Thursday, October 06, 2011

Turbo boost, activate! FUUUUUL POWAAAAHHHH!



Tomorrow is the first noon-hour concert that the brass studio is putting on at our university.  And I'm second from the end of the programme, playing the Honeggar Intrada.  It's an awesome piece of music, and I really love it, but... IT'S SOOOOO stressful.  I'm really bad at not choking up when I triple tongue, and I freak out in the introduction, even though I KNOW I can play it.  It's probably because I have a trend: I always sound really bad in rep class, and I always sound pretty bad in rehearsals when I have a solo line, but I sound pretty good playing the same thing in an ACTUAL concert.  I've convinced myself that it's because the concert isn't a rehearsal, and I only sound bad in rehearsal.  I doubt that's the case, maybe some psych major can prove me wrong.

I'm kind of excited to hear how people are going to sound this year.  I've gotten a bit of an idea from rep class, but I want to see who gets jittery, who has learned to cope with performance nerves, who won't need to cope because they don't have them, and the like.  I used to have terrible performance anxiety.  How did I get rid of them?  You're not going to like this answer. :P

I'll be brutally honest with anyone who has a similar problem:  I got over fear of failure by failing.  I'd walk up on stage, and freak out, and the piece would be terrible.  Then, after a while, I got used to it, and the piece would still go not great, but I wouldn't freak because I expected that.  Then, the pieces slowly stopped going not great, and starting sounding good.  But I was so used to the worst possible outcome, so I wasn't nervous, as I had experienced the worst already.  It's kind of a lacklustre way to go about solving the problem, but hey, it worked.
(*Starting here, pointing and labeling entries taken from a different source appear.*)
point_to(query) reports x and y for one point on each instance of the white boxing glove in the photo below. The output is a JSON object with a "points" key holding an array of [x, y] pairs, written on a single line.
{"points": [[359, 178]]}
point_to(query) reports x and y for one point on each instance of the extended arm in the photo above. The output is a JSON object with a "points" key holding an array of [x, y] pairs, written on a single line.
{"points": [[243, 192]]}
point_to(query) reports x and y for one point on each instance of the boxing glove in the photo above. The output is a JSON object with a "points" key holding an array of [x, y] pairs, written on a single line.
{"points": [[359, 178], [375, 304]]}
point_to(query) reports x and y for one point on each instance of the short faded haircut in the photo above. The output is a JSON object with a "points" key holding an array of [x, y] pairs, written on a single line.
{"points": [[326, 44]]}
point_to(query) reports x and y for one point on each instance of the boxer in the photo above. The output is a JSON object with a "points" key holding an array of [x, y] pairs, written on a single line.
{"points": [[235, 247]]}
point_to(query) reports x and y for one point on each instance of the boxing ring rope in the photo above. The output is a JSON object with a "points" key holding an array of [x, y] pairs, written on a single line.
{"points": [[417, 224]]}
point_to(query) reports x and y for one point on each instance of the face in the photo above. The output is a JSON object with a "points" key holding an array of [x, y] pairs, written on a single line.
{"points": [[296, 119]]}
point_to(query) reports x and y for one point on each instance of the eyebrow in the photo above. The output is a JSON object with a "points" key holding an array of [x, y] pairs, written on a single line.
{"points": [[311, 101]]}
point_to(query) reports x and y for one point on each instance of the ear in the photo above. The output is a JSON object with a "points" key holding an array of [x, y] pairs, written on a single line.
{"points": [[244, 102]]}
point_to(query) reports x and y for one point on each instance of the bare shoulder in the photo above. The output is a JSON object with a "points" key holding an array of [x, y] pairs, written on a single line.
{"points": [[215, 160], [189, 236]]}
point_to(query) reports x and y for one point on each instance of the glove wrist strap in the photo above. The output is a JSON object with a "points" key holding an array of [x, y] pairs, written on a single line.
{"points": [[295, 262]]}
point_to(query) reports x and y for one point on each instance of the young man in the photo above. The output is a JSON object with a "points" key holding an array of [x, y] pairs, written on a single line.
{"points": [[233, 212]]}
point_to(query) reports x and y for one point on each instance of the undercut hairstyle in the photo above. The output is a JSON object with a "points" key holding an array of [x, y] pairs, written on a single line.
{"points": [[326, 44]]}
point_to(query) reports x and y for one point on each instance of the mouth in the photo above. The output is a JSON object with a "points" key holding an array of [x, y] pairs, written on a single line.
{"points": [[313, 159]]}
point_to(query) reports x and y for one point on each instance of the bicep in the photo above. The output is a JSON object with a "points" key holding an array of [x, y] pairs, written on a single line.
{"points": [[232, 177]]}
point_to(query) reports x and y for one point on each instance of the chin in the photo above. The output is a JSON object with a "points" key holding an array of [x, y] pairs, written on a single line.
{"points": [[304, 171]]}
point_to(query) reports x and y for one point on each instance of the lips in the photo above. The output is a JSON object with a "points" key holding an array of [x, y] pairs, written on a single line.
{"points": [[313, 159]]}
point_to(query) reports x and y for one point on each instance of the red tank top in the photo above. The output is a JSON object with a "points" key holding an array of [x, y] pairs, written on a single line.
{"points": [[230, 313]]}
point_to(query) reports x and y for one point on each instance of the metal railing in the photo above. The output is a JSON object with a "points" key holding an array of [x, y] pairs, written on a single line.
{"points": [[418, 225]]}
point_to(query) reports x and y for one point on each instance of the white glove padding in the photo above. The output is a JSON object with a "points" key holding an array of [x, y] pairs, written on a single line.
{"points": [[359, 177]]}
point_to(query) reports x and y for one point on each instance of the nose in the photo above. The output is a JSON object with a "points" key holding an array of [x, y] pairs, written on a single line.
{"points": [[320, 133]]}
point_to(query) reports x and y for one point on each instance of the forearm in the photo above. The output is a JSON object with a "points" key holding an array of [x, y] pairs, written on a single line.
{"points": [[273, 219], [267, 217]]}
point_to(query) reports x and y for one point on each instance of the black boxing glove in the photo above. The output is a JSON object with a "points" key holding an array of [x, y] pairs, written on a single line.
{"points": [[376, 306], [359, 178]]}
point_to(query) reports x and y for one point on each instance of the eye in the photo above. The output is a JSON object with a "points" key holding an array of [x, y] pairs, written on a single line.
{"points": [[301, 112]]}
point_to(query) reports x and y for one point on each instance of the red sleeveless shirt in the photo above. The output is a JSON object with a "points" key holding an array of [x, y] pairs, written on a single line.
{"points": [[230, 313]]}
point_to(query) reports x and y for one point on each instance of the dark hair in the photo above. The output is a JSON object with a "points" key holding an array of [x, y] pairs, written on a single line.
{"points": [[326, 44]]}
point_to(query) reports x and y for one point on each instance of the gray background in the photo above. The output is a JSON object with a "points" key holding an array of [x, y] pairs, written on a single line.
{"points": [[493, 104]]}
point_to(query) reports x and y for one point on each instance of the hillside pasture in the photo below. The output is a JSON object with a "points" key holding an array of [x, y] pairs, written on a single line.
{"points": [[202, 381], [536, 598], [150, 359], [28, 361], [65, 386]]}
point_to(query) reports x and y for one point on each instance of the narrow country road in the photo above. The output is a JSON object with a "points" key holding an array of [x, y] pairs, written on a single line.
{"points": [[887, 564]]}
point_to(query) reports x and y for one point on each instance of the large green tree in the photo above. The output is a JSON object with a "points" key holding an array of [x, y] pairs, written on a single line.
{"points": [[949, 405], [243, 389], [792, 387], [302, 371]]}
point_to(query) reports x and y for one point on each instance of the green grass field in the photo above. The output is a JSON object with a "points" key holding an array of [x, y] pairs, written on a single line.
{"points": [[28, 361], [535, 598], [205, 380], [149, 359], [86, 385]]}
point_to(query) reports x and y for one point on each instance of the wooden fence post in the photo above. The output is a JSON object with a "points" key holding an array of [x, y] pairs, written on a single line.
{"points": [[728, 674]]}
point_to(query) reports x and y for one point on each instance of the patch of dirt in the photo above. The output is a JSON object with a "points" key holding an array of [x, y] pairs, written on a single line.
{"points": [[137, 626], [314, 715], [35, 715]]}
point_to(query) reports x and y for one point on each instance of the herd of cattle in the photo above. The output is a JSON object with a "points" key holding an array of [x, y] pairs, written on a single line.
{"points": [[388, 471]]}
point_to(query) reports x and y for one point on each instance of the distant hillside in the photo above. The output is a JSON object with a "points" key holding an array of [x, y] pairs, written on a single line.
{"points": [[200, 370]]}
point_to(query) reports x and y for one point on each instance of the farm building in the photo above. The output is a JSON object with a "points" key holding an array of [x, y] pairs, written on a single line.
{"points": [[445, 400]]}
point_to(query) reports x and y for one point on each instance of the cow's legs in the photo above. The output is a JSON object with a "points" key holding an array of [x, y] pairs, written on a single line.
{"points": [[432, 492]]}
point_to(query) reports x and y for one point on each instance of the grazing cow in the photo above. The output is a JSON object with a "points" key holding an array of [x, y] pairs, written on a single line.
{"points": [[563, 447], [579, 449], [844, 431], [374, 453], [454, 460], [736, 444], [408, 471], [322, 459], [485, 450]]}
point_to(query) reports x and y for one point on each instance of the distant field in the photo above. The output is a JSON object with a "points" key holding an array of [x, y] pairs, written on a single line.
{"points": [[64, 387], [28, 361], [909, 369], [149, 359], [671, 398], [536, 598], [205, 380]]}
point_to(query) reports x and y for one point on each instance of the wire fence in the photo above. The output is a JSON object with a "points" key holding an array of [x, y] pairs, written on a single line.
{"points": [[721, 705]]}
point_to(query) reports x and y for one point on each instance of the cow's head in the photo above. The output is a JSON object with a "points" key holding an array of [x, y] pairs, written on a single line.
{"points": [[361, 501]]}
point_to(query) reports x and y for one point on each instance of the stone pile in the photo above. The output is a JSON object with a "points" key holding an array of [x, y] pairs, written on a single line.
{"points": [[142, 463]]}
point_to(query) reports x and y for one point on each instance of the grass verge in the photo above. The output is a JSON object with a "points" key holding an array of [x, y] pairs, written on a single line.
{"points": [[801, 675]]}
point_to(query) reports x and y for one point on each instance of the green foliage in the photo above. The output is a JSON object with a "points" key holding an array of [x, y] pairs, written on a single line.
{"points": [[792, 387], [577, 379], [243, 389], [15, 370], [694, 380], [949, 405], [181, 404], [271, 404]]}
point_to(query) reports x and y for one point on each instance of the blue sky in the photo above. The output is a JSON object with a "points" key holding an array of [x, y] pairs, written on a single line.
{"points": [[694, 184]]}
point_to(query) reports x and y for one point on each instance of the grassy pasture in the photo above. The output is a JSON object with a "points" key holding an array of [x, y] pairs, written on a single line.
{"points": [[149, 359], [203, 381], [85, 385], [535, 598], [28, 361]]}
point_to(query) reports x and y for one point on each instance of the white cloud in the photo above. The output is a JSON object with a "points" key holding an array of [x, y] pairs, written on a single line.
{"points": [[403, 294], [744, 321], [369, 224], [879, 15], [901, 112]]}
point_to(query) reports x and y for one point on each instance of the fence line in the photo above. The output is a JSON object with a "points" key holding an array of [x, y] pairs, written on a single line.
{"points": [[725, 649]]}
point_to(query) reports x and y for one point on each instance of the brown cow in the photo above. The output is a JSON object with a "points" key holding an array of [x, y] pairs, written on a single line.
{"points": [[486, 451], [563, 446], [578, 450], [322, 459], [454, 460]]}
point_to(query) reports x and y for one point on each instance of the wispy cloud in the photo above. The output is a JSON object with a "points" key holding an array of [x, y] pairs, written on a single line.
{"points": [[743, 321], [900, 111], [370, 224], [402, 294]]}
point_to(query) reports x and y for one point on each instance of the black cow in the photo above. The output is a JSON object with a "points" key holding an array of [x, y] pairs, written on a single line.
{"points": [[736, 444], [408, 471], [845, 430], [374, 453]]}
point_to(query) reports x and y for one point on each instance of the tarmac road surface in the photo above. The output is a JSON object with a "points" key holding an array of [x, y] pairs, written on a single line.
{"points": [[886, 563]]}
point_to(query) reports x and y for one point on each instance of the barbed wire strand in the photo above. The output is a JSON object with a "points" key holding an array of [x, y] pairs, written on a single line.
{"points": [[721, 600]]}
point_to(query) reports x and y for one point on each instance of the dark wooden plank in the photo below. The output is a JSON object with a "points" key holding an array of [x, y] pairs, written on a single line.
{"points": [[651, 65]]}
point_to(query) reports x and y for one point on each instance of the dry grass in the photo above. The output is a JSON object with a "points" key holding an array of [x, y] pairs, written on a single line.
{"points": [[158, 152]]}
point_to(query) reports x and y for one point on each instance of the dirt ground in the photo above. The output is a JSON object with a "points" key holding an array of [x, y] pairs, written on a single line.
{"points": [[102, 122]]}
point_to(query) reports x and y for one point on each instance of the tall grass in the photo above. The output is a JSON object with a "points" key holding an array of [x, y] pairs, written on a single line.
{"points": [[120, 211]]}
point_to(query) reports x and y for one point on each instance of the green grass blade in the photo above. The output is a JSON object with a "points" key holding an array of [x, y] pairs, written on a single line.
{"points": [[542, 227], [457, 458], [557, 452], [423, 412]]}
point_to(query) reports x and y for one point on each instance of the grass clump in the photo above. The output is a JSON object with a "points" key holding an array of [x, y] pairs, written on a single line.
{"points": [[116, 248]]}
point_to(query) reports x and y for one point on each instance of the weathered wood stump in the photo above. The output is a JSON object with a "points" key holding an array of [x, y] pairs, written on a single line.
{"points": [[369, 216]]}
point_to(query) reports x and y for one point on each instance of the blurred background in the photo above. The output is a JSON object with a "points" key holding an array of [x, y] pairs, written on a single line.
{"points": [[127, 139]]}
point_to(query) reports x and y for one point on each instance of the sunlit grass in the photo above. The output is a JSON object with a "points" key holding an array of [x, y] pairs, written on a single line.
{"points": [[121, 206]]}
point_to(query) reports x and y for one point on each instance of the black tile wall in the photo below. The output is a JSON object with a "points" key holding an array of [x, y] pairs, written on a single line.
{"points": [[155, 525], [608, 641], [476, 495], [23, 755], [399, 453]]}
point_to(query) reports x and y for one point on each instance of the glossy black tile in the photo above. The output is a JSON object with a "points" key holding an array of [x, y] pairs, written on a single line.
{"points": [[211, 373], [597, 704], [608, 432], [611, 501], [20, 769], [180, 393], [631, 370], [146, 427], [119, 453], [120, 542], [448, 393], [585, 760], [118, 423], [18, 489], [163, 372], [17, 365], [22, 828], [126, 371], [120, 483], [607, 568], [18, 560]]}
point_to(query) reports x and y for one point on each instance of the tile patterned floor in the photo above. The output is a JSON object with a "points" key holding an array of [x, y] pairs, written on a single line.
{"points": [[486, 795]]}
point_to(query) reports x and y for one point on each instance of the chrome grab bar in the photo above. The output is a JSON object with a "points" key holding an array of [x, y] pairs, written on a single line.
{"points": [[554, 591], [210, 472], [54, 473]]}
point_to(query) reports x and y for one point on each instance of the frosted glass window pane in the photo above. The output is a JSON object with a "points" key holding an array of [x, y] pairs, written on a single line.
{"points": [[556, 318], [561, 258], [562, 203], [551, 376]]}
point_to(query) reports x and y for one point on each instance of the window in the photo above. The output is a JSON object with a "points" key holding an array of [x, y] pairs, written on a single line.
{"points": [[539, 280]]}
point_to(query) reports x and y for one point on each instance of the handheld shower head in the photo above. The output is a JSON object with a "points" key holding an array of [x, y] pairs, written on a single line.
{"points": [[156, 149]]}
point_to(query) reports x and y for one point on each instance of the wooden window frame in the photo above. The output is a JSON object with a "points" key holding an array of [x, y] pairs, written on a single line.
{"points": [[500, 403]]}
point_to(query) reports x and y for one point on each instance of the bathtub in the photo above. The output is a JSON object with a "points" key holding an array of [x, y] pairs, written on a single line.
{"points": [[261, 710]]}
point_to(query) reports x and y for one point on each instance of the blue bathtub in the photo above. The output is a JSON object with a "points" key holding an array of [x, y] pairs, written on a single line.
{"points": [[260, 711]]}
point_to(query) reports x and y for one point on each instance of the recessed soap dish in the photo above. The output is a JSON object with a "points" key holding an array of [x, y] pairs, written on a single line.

Does anyone else get performance tunnel vision when they play?  I've had moments before when I'd realize, about halfway through a concert, "waitwhat... where'd that audience come from?"  I'd be so in the zone, so "we gon' play us a Symphony" that I forgot people were actually there to WATCH it.  Which I should probably consider at one point, but there's a LOT of things I should probably consider at one point, so I'll get there in due time.

Anyways, guess I should run through the piece at least once tonight.  Then bring my Silent Brass (^.^ <3) in tomorrow so I can stay fresh through a barrage of Bordogni/Rochut before I play.  Honeggar, I'll be glad when you're over... I have an easier time pacing myself in Legend. XD







>.>

1 comment:

  1. I know what you mean dude. I used to have a similar thing. Except I would get really good in rehearsal (or so I thought) with whatever band I was playing with for whatever event and then I would choke up live, because in rehearsal nobody would be watching me but for some reason during a live set people always watch the electric guitar player. I found "performance tunnel vision" actually helped. (although it's terrible from a public relations view point) but if I could completely forget the audience then I found I could play much better.

    How did your show go anyway? It was yesterday right?